Saturday, October 31, 2020

A Month In The Life: October 2020

October is my favorite is my birthday month, after all (and my husband's)! After a summer that felt like it lasted foreverrrrrrr, we're finally having some fall, so I'm enjoying the crisp in the air. Otherwise, we had some muted birthday celebrations and are looking forward to getting through the next two months and shutting the door on 2020.

In Books...

  • Adaptation: This YA sci-fi/fantasy is honestly pretty unremarkable but for its central love triangle. Teenage Reese and her debate partner/crush David are driving back from Arizona to San Francisco after a sudden crisis grounds air traffic, when they suddenly crash in the Nevada desert. They get treatment at a mysterious hospital, and find that they've developed strange new abilities.
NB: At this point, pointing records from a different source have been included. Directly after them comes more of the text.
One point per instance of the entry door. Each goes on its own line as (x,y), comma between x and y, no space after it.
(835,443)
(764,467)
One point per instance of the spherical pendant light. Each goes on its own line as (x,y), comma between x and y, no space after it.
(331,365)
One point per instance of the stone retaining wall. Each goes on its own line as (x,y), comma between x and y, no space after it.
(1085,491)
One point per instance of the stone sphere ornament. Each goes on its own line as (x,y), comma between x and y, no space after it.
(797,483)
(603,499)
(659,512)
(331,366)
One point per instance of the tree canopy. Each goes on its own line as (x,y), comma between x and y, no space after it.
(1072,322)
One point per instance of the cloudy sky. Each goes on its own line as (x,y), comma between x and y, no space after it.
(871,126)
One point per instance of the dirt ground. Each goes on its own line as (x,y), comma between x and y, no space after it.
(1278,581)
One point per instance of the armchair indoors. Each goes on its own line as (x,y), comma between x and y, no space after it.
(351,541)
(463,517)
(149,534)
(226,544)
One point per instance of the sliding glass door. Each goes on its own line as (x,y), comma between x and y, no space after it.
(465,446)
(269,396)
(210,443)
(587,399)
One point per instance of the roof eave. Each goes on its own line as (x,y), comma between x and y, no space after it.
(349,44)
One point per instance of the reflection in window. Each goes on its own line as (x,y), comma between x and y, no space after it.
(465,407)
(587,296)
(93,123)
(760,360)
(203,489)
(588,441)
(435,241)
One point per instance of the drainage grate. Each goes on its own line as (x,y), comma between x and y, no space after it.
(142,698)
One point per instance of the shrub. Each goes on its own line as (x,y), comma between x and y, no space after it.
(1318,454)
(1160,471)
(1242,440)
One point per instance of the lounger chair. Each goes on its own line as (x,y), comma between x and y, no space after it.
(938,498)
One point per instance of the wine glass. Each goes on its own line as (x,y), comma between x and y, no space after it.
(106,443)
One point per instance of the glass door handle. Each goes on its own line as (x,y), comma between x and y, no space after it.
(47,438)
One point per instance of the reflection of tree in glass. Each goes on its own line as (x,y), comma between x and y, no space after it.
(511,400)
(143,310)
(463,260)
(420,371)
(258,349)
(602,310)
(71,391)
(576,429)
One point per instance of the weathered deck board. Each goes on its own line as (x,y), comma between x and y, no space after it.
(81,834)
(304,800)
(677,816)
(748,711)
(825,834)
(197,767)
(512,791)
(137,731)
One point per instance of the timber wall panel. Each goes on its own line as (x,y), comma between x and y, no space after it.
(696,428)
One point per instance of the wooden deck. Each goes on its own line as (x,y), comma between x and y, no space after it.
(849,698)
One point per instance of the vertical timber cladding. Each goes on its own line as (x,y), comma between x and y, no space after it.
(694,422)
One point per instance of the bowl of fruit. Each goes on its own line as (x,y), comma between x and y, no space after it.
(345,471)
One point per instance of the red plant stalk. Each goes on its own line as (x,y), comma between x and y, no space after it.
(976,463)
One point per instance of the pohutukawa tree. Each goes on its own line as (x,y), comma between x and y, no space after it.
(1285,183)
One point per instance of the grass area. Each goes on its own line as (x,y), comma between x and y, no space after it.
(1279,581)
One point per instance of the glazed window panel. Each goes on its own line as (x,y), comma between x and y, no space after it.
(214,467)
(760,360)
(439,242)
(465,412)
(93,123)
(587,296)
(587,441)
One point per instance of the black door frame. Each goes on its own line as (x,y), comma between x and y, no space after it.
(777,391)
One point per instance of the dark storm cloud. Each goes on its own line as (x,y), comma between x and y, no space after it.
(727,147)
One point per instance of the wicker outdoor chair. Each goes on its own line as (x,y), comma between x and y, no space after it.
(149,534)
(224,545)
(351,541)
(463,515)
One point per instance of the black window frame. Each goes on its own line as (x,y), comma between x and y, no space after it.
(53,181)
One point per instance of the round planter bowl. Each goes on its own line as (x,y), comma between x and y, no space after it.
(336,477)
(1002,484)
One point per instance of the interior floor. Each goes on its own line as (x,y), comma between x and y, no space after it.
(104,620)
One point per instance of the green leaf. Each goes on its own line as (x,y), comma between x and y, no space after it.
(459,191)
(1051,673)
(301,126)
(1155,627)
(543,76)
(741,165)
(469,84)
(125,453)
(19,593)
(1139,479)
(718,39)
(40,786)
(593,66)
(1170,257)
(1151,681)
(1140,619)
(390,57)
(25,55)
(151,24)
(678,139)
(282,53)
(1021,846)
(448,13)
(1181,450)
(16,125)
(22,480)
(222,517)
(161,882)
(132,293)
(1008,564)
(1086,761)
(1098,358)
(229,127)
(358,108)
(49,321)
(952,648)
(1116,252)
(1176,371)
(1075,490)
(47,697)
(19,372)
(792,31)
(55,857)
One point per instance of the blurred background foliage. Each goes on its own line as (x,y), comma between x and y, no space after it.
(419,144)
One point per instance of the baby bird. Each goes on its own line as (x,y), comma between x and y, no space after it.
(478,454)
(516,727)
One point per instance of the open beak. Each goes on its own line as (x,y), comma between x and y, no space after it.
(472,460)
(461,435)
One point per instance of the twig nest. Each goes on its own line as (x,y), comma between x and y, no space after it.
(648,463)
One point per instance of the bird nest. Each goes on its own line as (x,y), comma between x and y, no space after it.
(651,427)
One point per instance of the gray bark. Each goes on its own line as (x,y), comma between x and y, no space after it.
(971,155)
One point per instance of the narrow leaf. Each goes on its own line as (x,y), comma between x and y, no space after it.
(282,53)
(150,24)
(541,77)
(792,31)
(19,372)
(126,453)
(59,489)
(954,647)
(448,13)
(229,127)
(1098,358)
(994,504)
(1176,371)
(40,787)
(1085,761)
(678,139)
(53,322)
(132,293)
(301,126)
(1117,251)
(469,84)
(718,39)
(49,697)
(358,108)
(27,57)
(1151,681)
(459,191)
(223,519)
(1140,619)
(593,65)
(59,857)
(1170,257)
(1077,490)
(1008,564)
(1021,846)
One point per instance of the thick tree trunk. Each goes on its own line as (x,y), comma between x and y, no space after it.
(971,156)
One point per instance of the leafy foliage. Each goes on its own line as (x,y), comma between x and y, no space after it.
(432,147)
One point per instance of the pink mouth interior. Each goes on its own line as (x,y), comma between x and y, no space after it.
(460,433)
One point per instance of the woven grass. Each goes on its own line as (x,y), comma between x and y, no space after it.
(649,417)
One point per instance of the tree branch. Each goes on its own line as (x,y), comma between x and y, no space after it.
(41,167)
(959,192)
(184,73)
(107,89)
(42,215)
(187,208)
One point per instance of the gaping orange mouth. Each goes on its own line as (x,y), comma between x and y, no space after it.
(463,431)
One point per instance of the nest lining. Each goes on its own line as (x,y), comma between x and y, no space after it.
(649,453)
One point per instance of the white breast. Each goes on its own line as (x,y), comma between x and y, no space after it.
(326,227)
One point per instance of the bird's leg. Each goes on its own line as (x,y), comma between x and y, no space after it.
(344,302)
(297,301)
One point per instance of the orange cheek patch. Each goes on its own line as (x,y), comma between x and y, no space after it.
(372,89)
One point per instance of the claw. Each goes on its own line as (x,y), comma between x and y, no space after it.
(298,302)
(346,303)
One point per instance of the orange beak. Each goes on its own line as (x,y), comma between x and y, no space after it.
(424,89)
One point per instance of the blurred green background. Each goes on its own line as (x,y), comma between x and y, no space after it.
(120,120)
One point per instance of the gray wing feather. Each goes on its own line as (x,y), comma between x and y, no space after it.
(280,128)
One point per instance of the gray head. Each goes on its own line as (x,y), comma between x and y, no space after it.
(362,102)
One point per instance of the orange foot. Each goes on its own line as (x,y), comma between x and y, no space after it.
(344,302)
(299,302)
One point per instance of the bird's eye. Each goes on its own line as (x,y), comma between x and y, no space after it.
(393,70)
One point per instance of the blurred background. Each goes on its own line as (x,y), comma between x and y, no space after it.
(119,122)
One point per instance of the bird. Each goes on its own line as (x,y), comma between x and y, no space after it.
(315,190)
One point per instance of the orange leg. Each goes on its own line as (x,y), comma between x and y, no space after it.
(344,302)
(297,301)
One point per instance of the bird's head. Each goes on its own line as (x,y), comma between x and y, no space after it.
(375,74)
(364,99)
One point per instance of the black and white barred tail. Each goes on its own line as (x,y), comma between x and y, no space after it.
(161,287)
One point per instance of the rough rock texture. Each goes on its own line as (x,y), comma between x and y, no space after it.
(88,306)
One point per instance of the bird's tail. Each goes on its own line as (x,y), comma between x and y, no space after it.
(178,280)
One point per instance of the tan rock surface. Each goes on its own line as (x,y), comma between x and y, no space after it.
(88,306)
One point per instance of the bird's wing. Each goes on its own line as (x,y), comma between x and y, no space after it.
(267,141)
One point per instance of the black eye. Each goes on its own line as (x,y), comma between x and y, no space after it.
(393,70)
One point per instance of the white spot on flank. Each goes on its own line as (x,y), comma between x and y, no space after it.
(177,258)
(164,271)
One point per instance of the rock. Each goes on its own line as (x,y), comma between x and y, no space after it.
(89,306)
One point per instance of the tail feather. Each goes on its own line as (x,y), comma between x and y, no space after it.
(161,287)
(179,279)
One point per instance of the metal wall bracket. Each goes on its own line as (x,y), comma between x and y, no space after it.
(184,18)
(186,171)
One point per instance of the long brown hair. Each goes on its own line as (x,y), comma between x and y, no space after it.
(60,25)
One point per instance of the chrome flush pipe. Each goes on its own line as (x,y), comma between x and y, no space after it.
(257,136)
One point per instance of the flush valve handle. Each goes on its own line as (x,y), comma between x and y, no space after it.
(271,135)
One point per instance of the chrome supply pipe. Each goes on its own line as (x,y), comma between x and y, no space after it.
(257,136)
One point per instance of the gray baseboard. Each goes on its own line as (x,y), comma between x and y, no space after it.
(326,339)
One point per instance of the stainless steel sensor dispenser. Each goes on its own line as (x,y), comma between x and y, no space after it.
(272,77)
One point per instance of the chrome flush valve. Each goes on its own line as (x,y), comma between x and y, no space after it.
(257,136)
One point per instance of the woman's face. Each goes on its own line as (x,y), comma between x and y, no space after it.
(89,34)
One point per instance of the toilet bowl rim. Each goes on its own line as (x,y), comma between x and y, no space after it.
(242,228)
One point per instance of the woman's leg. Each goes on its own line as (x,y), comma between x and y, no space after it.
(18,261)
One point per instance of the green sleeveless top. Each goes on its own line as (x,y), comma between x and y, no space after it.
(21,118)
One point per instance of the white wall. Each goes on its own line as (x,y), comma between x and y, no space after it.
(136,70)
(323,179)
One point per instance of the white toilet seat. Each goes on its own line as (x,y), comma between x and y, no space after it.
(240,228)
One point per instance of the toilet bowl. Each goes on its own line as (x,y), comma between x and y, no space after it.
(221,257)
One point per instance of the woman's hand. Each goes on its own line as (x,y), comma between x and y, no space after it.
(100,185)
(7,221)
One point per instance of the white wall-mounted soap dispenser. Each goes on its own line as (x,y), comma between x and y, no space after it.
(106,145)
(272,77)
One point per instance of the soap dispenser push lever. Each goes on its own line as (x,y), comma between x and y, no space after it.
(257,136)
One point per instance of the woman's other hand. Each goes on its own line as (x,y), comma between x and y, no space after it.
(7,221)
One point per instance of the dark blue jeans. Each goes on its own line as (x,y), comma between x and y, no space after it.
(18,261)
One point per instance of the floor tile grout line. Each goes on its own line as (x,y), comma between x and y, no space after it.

While Reese tries to figure out what happened, she meets pretty Amber on the street, and realizes she might not be entirely straight after all. Character development is weak and so are the story elements, but a sensitively handled bisexual first love(s) story is something pleasantly different. 
  • Michael Jackson: The Magic, The Madness, The Whole Story: This is a very comprehensive look at its subject, clocking in at about 750 pages. It's not a particularly good biography, leaning heavily towards a recitation of facts without much in the way of analysis. It did at least help give me some more context about the life of a figure who remains controversial even over a decade after his death.
  • Exhalation: If it's short stories, it's because it's a book club pick. I usually don't especially care for short story collections, as I find they have as much chaff as wheat. This one, though, was special. It's eight science fiction stories, one long enough to practically be a novella, and while not all were brilliant, they were thought-provoking and compelling. I really liked it!
  • A Bollywood Affair: My brain and my heart didn't feel quite the same about this one. I had some real issues with characterization, particularly of central character Mili, who is almost always either crying, blushing, tripping, or eating in an apparently especially sensual way. And I didn't love Samir either, finding his "bad boy cured by the love of a good woman" arc trite. But I did get swept up in it in the middle, before the ending lost me again. 
  • His Only Wife: I wanted to like this debut novel from Ghanian author Peace Adzo Medie more than I actually did. There are solid bones here...the story of a poor but pretty young woman, Afi, who is married to Elikem, the handsome son of a wealthy local family, in his family's attempt to break up his longstanding relationship with a woman they don't like. Complications ensue, of course, but Afi is often irritatingly naive and some of the side characters are honestly more interesting than the main ones. 
  • The White Princess: The Wars of the Roses in England were finally ended when the two skirmishing families were joined as King Henry VII wed Elizabeth of York. This book follows the story of the latter after the downfall of her uncle, Richard III and through much of the rest of her life, including her marriage to Henry and the birth of all but their last child. It's one of the weaker installments of this series, less because of Gregory's choices (though I definitely side-eye some of those) but because Elizabeth is a fundamentally reactive, passive character, which makes it difficult to get invested in her. 
  • Looking for Alaska: This book is hard for me to evaluate as a 35 year-old. On the one hand, it felt like it would be an excellent book to read as a teenager, full of making new friends and self-discovery and crushes on unattainable people and thinking about life and the world. On the other, I am a boring settled-down adult lady now and have a hard time connecting with that kind of intensity of feeling, and the characters felt more like collections of quirks than actual people.

 In Life...

  • I turned 35!: And so did my husband (our birthdays are two weeks apart). Like pretty much everyone else this year, I had a very subdued celebration...we ordered in from one of our favorite local restaurants and watched a movie, which was nice. And of course, I gave away a copy of my favorite book I blogged about in the past year, Exit West, to celebrate my fifth year of blogging, so congrats again to Savannah for winning it!

One Thing:

One of the categories I include for my lists and awards is the best-seller list from The New York Times. I actually don't use it at all to drive my book decisions (awards are much more enticing to me), but I always find it interesting to note which books I've read have been very popular. Well there was a study that cross-referenced those lists with the way readers actually reviewed the books, based on Goodreads ratings, and I found it very interesting! Maybe you will too, so I've linked to it here.